Methods: Pro-inflammatory cytokine mRNA expression and were determined by qRT-PCR and ELISA, respectively. Insulin signalling components was determined by Western blotting and glucose uptake assays. Resveratrol and nobiletin were administered daily to pregnant mice (day 1-17 of pregnancy), a glucose tolerance test was performed on d17 and tissues were collected at d18.
Results: In vitro, nobiletin and resveratrol significantly reduced LPS, poly(I:C) and TNF-α-stimulated IL-6, IL-8, IL-1α/β and MCP-1 mRNA expression and release from human placenta and adipose tissue.
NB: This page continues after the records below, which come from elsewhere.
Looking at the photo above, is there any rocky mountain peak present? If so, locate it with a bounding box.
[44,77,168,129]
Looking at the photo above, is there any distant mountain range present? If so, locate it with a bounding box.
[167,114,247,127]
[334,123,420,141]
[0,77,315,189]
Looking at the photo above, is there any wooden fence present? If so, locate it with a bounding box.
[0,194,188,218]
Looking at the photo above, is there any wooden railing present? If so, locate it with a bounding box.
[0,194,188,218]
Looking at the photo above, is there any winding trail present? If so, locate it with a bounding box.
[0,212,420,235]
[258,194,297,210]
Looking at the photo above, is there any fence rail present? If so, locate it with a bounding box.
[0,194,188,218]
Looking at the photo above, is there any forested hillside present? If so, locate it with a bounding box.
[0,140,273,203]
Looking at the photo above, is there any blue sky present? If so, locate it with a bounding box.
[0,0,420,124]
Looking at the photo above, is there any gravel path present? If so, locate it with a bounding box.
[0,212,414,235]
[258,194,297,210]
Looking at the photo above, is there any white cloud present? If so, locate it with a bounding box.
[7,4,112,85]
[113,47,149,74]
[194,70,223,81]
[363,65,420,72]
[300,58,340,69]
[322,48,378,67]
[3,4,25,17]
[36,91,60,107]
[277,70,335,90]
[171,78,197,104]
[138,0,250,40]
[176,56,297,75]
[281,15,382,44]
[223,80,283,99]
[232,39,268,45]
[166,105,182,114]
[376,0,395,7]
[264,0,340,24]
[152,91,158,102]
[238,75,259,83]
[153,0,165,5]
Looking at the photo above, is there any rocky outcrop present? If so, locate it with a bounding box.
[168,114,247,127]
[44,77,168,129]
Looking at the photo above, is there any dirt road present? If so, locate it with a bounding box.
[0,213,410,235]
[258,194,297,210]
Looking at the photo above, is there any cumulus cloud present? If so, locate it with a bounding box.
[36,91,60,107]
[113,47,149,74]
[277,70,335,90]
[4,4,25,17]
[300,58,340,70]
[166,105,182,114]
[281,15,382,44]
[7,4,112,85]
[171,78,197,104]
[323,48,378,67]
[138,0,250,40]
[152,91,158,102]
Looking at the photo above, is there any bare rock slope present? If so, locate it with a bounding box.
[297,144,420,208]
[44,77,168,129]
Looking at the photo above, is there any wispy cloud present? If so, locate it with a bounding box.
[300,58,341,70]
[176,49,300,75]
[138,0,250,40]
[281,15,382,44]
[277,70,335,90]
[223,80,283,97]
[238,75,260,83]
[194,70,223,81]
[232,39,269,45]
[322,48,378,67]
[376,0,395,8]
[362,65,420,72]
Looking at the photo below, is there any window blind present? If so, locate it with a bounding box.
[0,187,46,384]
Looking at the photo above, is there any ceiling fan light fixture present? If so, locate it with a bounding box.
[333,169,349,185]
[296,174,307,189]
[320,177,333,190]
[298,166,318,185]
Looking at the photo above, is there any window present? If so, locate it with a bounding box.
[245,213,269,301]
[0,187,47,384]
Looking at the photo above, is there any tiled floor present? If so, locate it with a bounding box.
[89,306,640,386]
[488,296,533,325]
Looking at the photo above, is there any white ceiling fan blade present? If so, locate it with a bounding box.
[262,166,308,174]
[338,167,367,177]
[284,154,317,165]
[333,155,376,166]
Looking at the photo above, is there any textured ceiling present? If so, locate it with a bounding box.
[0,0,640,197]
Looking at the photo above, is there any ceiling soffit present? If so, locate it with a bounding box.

In human skeletal muscle tissue, nobiletin and resveratrol restored insulin-mediated glucose uptake impaired by LPS, poly(I:C) and TNF-α. Our in vivo studies found nobiletin and resveratrol significantly improved glucose tolerance in GDM mice. Nobiletin also significantly decreased maternal adiposity in GDM mice.
Conclusion: Nobiletin and resveratrol can reduce inflammation in placenta and adipose tissue and improve skeletal muscle glucose uptake in an in vitro model of GDM. These exciting findings suggest that phytophenols can disrupt key pathways involved in the pathogenesis of GDM. Longer term studies on offspring growth and development are currently underway; however, our findings indicate that phytophenols may have potential benefits in the prevention of GDM.